1635: The Wars For The Rhine – Snippet 20
Still, the abundance of writing material gave Charlotte the opportunity to write new letters to her family, and in the few quiet moments when the two of them were alone, Frau Benedicte talked to Charlotte about the previous visitors and conversations, asking what she had understood and clarifying this and that. Eventually — as Charlotte slowly recovered and started showing an interest in what was going on around her — the older woman also began asking Charlotte for information and opinions. Charlotte might feel woefully ignorant about business matters on more than a household scale, but as a member of the nobility she knew her peers — and their politics and follies — inside out. And as the weeks passed, and the archbishop kept chasing rumors of Charlotte up and down the Rhine, a genuine friendship evolved between the two very different women. Charlotte started making tentative plans for taking control of her son’s heritage once her brother finally managed to disentangle himself from the upsets caused by the crisis in Bavaria.
Linz, Austria, The Scribe
“I am quite certain I told you not to stir up trouble, so what were you doing getting into a duel with a Bavarian nobleman?” Melchior tossed his hat on the table and sat down on the chair by Wolf’s bed.
“Well, you also told me to keep an eye on Bavaria. So it’s really all your own fault.” Wolf leaned back against the pillows stacked high behind him. Despite all the trouble his cousin cost him whenever they were in garrison Melchior was actually pleased to notice that Wolf look fit and healthy — aside from a slight pallor and a bandaged shoulder.
“But what were you doing in Regensburg? Aside from the obvious, that is,” Melchior added when Wolf started to smirk. “I did hear about you and the nobleman’s wife.”

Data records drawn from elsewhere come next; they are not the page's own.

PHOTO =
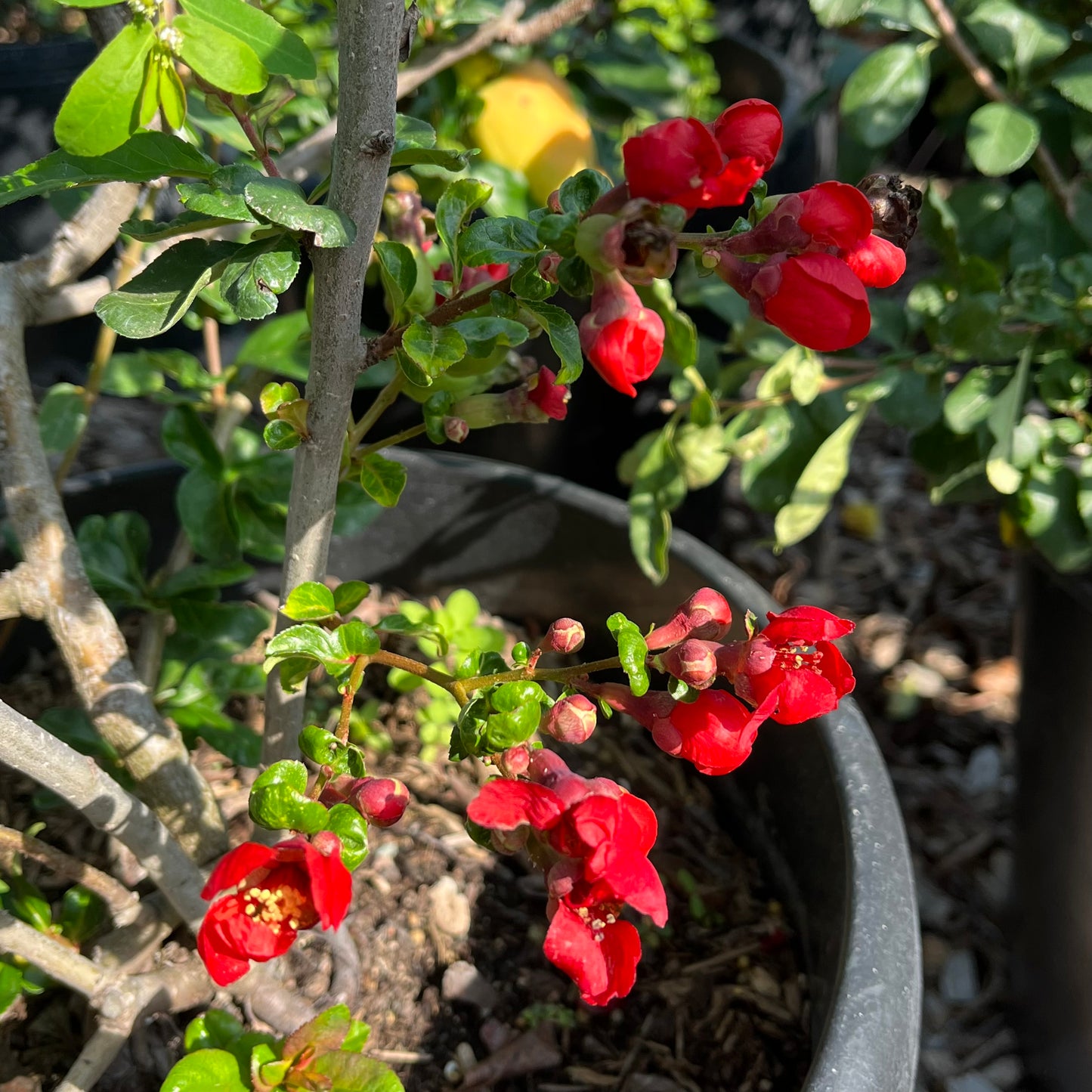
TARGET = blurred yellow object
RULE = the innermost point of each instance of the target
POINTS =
(862, 520)
(531, 124)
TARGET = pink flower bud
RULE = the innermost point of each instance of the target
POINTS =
(706, 616)
(565, 635)
(692, 662)
(569, 721)
(382, 800)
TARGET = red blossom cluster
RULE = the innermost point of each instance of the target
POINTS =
(592, 838)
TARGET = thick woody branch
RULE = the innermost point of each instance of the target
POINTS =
(29, 748)
(124, 905)
(370, 34)
(301, 159)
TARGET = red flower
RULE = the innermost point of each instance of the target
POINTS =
(623, 340)
(551, 397)
(793, 664)
(716, 732)
(275, 891)
(687, 163)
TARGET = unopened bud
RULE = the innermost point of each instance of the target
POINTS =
(382, 800)
(692, 662)
(571, 719)
(456, 429)
(565, 635)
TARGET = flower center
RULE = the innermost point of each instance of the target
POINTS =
(279, 907)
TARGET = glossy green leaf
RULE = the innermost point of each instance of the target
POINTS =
(1001, 138)
(156, 299)
(279, 802)
(454, 208)
(564, 338)
(142, 159)
(282, 51)
(633, 651)
(309, 602)
(382, 478)
(258, 273)
(206, 1072)
(498, 240)
(284, 203)
(885, 93)
(350, 826)
(218, 57)
(97, 114)
(817, 485)
(61, 416)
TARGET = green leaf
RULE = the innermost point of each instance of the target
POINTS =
(97, 114)
(1001, 138)
(382, 480)
(350, 826)
(453, 209)
(348, 595)
(221, 58)
(432, 348)
(142, 159)
(816, 487)
(633, 651)
(498, 240)
(885, 93)
(284, 203)
(309, 602)
(579, 193)
(156, 299)
(279, 802)
(1074, 82)
(282, 51)
(258, 273)
(564, 338)
(61, 416)
(206, 1072)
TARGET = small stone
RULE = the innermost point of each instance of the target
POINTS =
(983, 771)
(464, 982)
(451, 910)
(959, 979)
(970, 1082)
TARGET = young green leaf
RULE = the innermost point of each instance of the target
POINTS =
(284, 203)
(156, 299)
(218, 57)
(382, 480)
(282, 51)
(97, 114)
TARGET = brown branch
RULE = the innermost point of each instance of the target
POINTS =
(299, 161)
(124, 905)
(979, 73)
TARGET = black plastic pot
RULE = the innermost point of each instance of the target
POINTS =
(814, 804)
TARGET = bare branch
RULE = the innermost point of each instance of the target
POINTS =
(29, 748)
(302, 159)
(124, 903)
(83, 627)
(370, 34)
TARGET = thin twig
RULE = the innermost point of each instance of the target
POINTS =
(124, 905)
(1048, 169)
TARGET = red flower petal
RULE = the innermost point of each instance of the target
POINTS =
(505, 805)
(236, 866)
(750, 128)
(878, 262)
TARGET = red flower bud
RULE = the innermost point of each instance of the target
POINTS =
(571, 719)
(565, 636)
(692, 662)
(382, 800)
(706, 616)
(623, 340)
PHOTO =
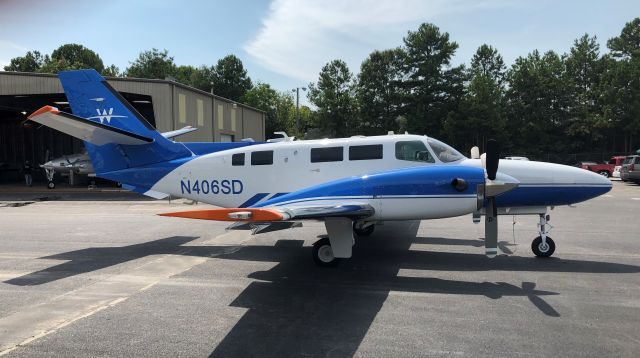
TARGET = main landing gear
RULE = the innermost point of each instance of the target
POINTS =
(543, 245)
(328, 251)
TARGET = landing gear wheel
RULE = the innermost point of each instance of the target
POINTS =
(363, 231)
(542, 250)
(323, 254)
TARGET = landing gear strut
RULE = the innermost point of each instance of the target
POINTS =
(543, 245)
(362, 228)
(50, 173)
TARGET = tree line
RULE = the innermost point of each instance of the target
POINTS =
(581, 101)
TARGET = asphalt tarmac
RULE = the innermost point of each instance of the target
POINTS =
(106, 277)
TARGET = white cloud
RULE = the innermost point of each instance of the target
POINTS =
(299, 36)
(9, 50)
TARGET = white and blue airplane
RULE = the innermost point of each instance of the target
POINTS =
(349, 183)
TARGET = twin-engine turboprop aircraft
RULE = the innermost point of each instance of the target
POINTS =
(349, 183)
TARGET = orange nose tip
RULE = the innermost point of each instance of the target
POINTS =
(223, 214)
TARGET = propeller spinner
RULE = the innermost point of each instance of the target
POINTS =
(493, 188)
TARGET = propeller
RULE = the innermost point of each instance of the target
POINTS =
(493, 188)
(492, 159)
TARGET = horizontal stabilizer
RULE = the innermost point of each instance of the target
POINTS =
(279, 213)
(232, 214)
(85, 129)
(177, 132)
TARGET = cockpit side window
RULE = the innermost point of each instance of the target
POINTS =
(414, 151)
(444, 152)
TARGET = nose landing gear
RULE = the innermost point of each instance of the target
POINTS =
(543, 245)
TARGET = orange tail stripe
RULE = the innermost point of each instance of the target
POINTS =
(223, 214)
(44, 109)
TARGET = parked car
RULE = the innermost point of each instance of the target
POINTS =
(631, 165)
(617, 164)
(603, 169)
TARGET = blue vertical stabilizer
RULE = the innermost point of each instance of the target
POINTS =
(91, 97)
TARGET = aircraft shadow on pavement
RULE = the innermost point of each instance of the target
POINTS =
(296, 308)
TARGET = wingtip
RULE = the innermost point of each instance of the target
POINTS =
(44, 109)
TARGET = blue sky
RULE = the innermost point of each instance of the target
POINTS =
(286, 42)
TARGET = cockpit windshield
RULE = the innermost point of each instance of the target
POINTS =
(444, 152)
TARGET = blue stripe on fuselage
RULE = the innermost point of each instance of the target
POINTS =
(550, 195)
(145, 176)
(254, 199)
(414, 181)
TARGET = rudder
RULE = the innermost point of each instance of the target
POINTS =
(90, 96)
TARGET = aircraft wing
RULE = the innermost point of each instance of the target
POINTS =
(85, 129)
(353, 210)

“The day after you left for Vienna, I had a letter from the lady in question. The dear Duke Maximilian appears to be throwing his weight around pretty badly. I just went to see for myself how bad things were.”
“And visit the lady.”
“Of course.” Wolf opened his eyes wide and tried to look innocent — something he wasn’t very good at. “After all she was the one who had made contact with me.”
“But you are healing now with no sign of a fever?” Melchior decided to drop the topic, Wolf had been in and out of trouble since they were children, and he wasn’t really likely to change now.
“Yes.” Wolf also stopped playacting. “And how did your errand go?”
“I’m going back to Cologne. But you’re staying here,” Melchior quickly added when Wolf sat up fast and then grabbed at his bandaged shoulder.
“If you think you’ll leave me behind just because that fat ninny managed to prick my shoulder, you can just think again.” Wolf had narrowed his eyes and looked ready to jump Melchior for a wrestling match.
“Calm down, Cos. I cannot take the regiments with me. It’s not that Archduke Ferdinand refuses permission,” Melchior held up a hand to forestall Wolf’s protests, “it’s the situation with Bavaria being too tense. There is no way the Duke would not consider it an attack on top of the insult given by his runaway fiancée. I’ll be taking just Simon and Sergeant Mittlefeldt, plus this bunch of papers.” Melchior tapped to his breast bulging slightly from the document purse he was carrying.
“Money?” Wolf looked interested.
“That too. But mainly writs giving me not only ambassadorial status but also plenipotentiary powers in negotiating on behalf of the HRE in all matters concerning the middle Rhine area. Now, I want you to take over as commander while I’m away. I know I usually put old Dehn in that position when we’re in garrison, but the entire situation is so uncertain, and while Dehn’s a good solid commander, his mind just isn’t very flexible.”
“I hope you don’t intend to give that as a reason,” Wolf remarked dryly.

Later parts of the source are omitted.